How the Wayback Machine Works

← Back to Stories (view on slashdot.org)

How the Wayback Machine Works

Posted by ryuzaki0 on Wednesday January 23, 2002 @01:13AM from the very-big-hard-drive dept.

tregoweth writes: "O'Reilly has an interview with Brewster Kahle about how The Internet Archive's Wayback Machine works, with lots of juicy details about how the biggest database ever built works."

12 of 134 comments (clear)

Min score:

Reason:

Sort:

Re:Not very way back! by tom.allender · 2002-01-23 01:37 · Score: 3, Informative

Wayback Slashdot ...only goes back to 2000?

Wayback slashdot.org goes back to 1997...
Not the biggest DB by costas · 2002-01-23 01:44 · Score: 5, Informative

100 TBs do not make the biggest DB ever.
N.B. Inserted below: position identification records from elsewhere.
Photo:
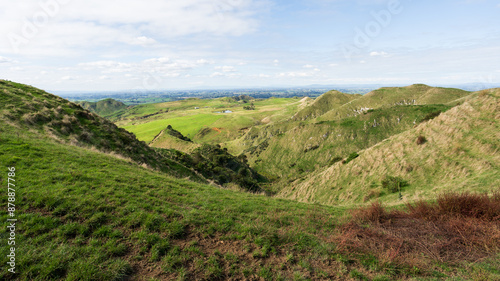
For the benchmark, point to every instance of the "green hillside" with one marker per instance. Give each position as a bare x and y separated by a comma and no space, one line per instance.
104,107
417,94
205,120
456,151
84,213
29,108
68,123
324,103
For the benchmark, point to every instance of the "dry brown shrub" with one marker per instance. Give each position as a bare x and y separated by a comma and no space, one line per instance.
456,228
421,140
374,213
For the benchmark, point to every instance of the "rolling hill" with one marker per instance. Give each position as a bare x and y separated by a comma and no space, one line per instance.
85,213
104,107
456,151
324,103
417,94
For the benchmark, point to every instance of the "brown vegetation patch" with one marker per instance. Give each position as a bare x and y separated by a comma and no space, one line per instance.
458,227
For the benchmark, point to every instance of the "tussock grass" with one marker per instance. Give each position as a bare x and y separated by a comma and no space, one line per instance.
461,153
458,228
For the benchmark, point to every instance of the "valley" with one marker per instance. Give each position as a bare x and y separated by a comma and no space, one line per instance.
400,183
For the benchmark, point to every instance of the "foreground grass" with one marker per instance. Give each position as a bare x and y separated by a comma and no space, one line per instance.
84,215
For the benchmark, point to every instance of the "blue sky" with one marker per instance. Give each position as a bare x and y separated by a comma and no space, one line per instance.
94,45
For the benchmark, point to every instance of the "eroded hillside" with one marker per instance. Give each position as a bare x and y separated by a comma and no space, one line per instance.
456,151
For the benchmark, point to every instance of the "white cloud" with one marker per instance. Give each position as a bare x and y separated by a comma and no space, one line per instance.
294,74
4,60
379,54
225,68
216,74
143,41
73,27
68,78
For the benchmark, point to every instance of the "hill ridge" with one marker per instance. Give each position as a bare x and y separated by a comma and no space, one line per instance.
459,141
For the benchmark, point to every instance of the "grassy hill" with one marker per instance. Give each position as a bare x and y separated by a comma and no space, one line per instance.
29,108
417,94
104,107
71,124
456,151
87,215
204,120
324,103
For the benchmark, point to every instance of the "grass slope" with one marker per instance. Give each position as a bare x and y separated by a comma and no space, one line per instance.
29,108
324,103
202,121
456,151
104,107
86,215
83,215
295,149
417,94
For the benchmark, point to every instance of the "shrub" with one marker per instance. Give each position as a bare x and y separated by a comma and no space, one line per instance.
421,140
431,116
351,157
373,213
335,160
393,184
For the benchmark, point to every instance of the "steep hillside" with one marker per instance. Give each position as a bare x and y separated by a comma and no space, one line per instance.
324,103
417,94
169,139
295,149
69,123
104,107
456,151
86,215
29,108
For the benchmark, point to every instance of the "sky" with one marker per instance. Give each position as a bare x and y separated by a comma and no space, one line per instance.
96,45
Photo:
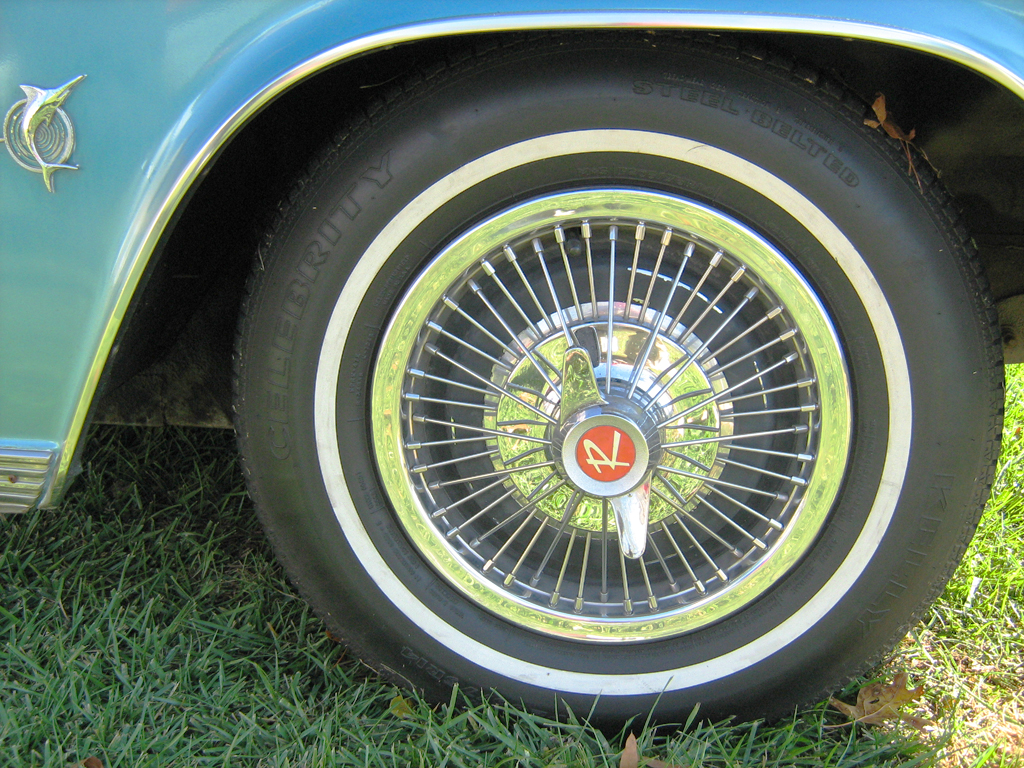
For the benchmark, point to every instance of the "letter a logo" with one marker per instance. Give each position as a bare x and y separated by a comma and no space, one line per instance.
605,454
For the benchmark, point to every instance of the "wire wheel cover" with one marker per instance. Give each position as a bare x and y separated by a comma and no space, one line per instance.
700,335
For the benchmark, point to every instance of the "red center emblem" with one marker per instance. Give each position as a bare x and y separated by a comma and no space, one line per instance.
605,454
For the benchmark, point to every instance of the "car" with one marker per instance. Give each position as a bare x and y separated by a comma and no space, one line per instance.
611,357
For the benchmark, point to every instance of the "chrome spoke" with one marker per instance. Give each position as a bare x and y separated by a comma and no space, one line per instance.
586,232
641,232
561,571
652,337
632,512
676,417
539,250
695,291
560,240
578,605
482,430
696,352
525,349
612,241
497,387
566,515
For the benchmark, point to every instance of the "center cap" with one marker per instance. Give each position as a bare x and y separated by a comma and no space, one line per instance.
603,454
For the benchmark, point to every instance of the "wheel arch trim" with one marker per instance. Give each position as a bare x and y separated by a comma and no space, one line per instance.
144,236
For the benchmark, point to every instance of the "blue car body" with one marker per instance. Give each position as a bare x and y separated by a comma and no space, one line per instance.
167,84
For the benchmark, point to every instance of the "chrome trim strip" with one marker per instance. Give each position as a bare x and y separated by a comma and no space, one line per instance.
25,468
141,242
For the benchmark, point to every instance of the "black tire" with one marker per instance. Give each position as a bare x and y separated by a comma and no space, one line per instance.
894,373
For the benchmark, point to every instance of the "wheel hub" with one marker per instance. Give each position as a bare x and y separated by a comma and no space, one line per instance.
607,450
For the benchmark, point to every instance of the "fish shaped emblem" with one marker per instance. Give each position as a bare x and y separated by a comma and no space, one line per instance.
35,113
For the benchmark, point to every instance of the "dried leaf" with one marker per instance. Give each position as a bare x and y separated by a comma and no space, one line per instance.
400,709
631,755
879,108
878,702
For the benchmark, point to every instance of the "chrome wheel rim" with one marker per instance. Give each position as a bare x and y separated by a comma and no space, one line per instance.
740,400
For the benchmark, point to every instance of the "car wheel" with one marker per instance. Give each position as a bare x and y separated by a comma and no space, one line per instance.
619,371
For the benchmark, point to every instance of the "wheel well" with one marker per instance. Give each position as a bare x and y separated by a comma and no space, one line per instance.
172,361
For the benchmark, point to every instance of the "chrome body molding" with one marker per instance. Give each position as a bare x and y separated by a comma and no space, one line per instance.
25,469
39,134
173,177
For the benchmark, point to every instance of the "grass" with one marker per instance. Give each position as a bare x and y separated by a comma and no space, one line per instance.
146,623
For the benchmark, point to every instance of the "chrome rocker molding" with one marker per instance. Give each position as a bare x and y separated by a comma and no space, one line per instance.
142,240
25,470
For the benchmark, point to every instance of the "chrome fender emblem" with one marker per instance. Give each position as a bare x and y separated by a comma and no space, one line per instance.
39,134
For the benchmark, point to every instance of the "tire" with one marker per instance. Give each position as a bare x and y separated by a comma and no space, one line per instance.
802,481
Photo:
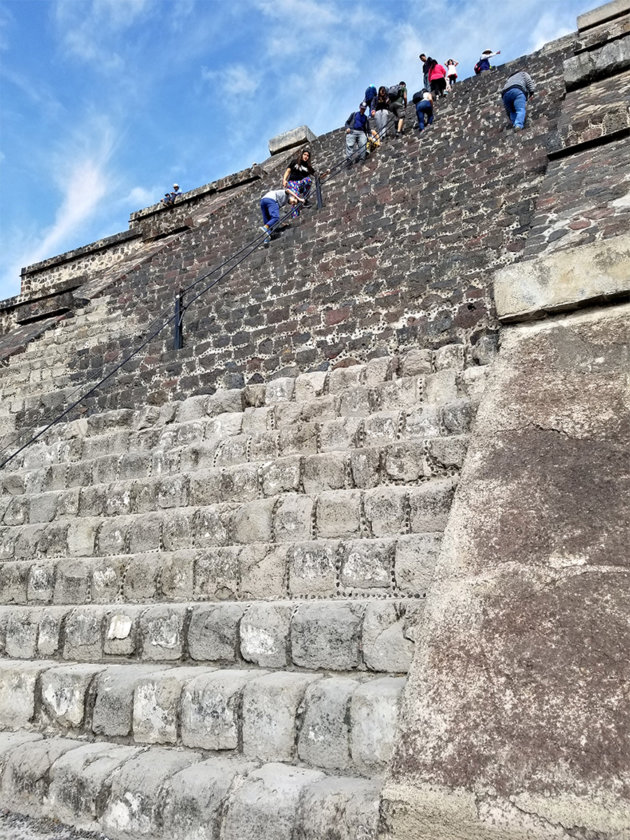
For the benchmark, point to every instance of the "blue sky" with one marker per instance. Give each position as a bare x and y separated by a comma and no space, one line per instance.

I am personally working on an 60-70TB ERP system that's also writeable; I am sure there are bigger systems out there (e.g. Wal-Mart's or GM's ERP systems come to mind).

A read-only DB containing highly-compressible text does not really make for a very challenging datamine. Just because it's on and about the Web and sexier than a stodgy ERP system should not make you overlook the real technology.
1. Re:Not the biggest DB by limber · 2002-01-23 02:44 · Score: 2, Informative
  
  I am sure there are bigger systems out there (e.g. Wal-Mart's or GM's ERP systems come to mind)
  
  Just to nitpick, in the interview Mr. Kahle does explicitly mention that the database is in fact bigger than Walmart's. No mention is made of GM's, however.
  
  "It's larger than Walmart's, American Express', the IRS. It's the largest database ever built. "
  he says. Whether the claim is credible is a different matter.
Government Removed Site still Available by Tazzy531 · 2002-01-23 02:14 · Score: 4, Informative

A number of you have asked whether the websites taken down since 9/11 are available on archive.org. The answer is yes. One example is:

DC Air National Guard on Archive

Same Page - 404

One of the conspiracy websites that I have read was saying that combat airplanes, normally on 24 hour alert, at this base should have and could have prevented the plane from entering the restricted airspace in DC. They were saying that this site was removed because it provided evidence that somebody dropped the ball.

--

_______________________________
"I'm not Conceited...I'm just a realist..."
Link to various database sizes by rkgmd · 2002-01-23 02:16 · Score: 3, Informative

http://znet.net/~schester/facts/database_sizes.htm l Apparently, walmart's is 24TB, and the entire www index as of 1999 was only 6TB.
Re:Copyright infringement by madfgurtbn · 2002-01-23 02:22 · Score: 2, Informative

Google, and others, also cache a lot of content. If a web provider doesn't want their stuff cached on The WayBack, all they have to do is include the no bots code in their html.

--
Send lawyers, guns, and money. Dad, get me out of this.
Hardly the biggest. by dmd · 2002-01-23 02:39 · Score: 2, Informative

The biggest database ever? 100TB? Hardly.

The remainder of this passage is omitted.